Mais, au-delà de cette seule inscription dans l’utopie, c’est toute une écriture de l’anticipation par extrapolation du présent que développe Zola dans son dernier cycle romanesque, envisageant ainsi « un prolongement dans demain » comme il le formule. Cette anticipation motivée par le passage d’un siècle à l’autre s’ancre dans une réalité observable et familière. Elle convoque une temporalité longue, progressive et abstraite, incarnée dans la succession des générations et revisitant le déterminisme par l’atavisme. Elle s’appuie sur la science, tout en empruntant à une forme de lyrisme prophétique mâtiné de rhétorique biblique.
Ces caractéristiques romanesques gagnent à être resituées dans les poétiques du « merveilleux scientifique » (Maurice Renard) et les écritures d’anticipation qui émergent au XIXe siècle, dont Zola a pu être tributaire. On compte d’ailleurs, parmi ses sources avérées, Cent ans après ou L’An 2000 d’Edward Bellamy (1888). On observe aussi des hybridations entre l’essayisme et la fiction, dans le prolongement des textes d’Étienne Cabet et de Jean Grave. On décèle, plus largement, une certaine inscription dans la lignée des récits conjecturaux, où se côtoient notamment les œuvres d’Émile Souvestre, H.G. Wells, Jules Verne, Rosny aîné, Didier de Chousy, Albert Robida, Paul Adam.

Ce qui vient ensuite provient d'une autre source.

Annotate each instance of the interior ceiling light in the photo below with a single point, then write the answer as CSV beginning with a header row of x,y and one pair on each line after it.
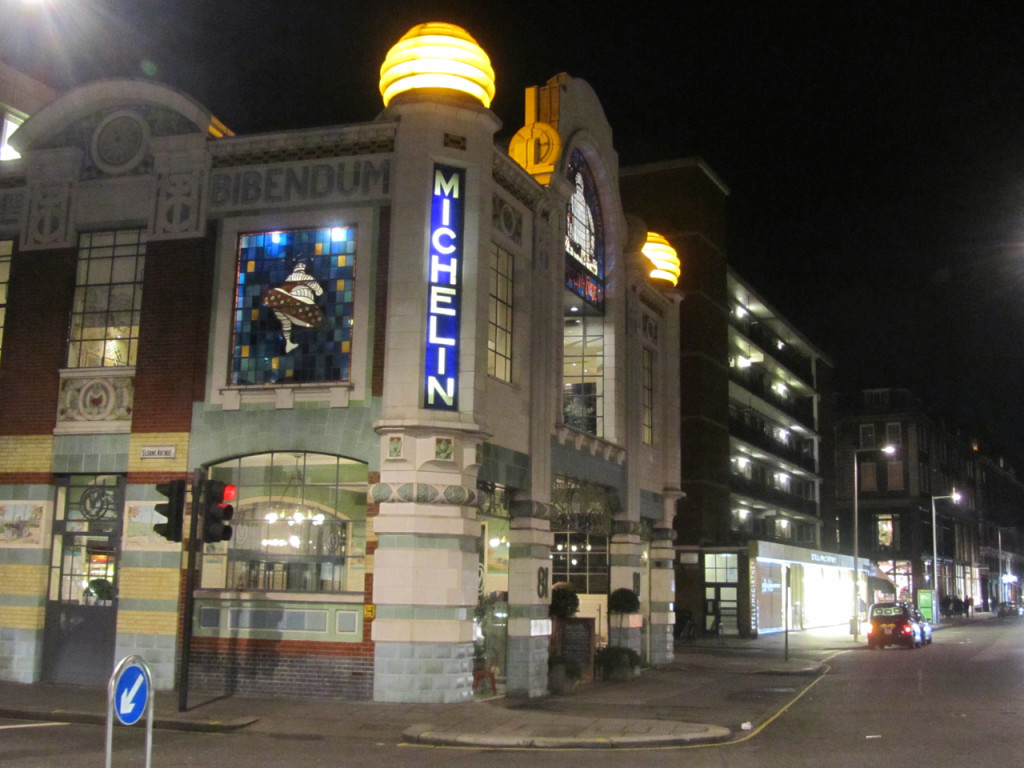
x,y
437,55
663,257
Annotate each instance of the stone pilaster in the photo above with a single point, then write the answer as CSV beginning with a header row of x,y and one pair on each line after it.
x,y
529,596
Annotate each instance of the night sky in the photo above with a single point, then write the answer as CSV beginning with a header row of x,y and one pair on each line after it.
x,y
873,151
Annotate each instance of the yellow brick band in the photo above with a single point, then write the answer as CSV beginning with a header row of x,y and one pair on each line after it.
x,y
147,623
148,584
22,616
27,453
23,580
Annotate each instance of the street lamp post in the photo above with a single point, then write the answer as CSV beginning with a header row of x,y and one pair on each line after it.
x,y
955,497
855,622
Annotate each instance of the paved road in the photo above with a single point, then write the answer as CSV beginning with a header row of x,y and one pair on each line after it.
x,y
956,702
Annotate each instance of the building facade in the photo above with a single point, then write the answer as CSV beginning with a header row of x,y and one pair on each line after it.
x,y
937,499
437,372
755,419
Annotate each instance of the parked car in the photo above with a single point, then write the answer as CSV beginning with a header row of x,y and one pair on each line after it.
x,y
1008,609
894,624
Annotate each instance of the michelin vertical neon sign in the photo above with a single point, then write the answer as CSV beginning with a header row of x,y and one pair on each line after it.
x,y
444,284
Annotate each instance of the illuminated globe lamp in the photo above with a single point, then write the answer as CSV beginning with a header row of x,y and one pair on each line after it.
x,y
665,265
437,55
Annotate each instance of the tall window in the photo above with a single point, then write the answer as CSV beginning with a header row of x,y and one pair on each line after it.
x,y
583,374
582,526
108,299
500,314
867,435
647,389
294,306
6,248
894,478
299,523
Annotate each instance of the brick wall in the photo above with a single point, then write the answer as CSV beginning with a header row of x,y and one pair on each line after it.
x,y
35,340
170,373
302,669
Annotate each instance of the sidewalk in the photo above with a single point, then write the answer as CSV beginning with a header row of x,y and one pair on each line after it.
x,y
720,681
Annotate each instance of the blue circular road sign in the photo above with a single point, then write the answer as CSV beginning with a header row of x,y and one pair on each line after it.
x,y
131,693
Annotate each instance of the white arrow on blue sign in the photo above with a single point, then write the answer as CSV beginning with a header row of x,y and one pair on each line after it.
x,y
130,695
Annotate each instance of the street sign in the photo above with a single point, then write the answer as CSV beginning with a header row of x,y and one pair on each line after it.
x,y
131,693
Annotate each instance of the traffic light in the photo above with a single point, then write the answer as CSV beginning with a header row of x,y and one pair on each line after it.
x,y
173,509
216,512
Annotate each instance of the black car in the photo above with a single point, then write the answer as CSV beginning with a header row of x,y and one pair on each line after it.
x,y
894,624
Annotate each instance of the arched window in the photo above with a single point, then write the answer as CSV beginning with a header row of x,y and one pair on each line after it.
x,y
299,523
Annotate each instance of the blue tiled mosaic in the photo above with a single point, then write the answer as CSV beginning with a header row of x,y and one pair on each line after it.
x,y
293,306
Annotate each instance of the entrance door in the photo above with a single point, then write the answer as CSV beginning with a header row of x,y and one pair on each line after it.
x,y
81,611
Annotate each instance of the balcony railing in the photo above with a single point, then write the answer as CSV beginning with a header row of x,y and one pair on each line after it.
x,y
772,496
753,380
761,439
769,342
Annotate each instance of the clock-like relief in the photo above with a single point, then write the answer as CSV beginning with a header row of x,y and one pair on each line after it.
x,y
119,142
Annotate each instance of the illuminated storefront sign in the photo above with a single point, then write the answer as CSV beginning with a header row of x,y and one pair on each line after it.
x,y
444,284
290,183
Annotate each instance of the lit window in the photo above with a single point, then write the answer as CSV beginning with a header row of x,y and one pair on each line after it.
x,y
10,124
867,435
582,526
723,567
583,374
500,314
108,299
885,531
294,306
299,523
6,248
894,433
648,395
868,476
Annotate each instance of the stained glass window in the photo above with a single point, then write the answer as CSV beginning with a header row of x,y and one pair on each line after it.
x,y
293,306
108,299
584,236
6,248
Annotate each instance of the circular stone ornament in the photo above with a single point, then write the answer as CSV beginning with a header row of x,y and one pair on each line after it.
x,y
120,141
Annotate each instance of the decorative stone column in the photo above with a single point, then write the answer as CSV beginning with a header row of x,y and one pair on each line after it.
x,y
425,568
529,596
663,593
626,553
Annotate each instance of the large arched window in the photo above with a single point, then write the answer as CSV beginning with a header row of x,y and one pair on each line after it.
x,y
299,522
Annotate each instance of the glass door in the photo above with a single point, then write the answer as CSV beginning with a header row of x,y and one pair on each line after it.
x,y
81,611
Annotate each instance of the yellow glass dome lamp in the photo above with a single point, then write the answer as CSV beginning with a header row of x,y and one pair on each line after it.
x,y
664,259
437,54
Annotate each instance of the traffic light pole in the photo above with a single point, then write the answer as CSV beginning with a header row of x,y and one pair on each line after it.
x,y
189,606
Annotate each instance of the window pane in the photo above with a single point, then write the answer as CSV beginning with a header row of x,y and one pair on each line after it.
x,y
102,313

En croisant les poétiques romanesques naturaliste et conjecturale, cette communication propose de préciser la situation du dernier Zola dans les courants esthétiques divisés de la fin du siècle, dans les options littéraires relatives à la « conjecture romanesque rationnelle » (Pierre Versins) et dans les attributions respectives de l’utopie et l’anticipation, envisagées comme deux modalités distinctes d’écriture et de pensée de l’avenir.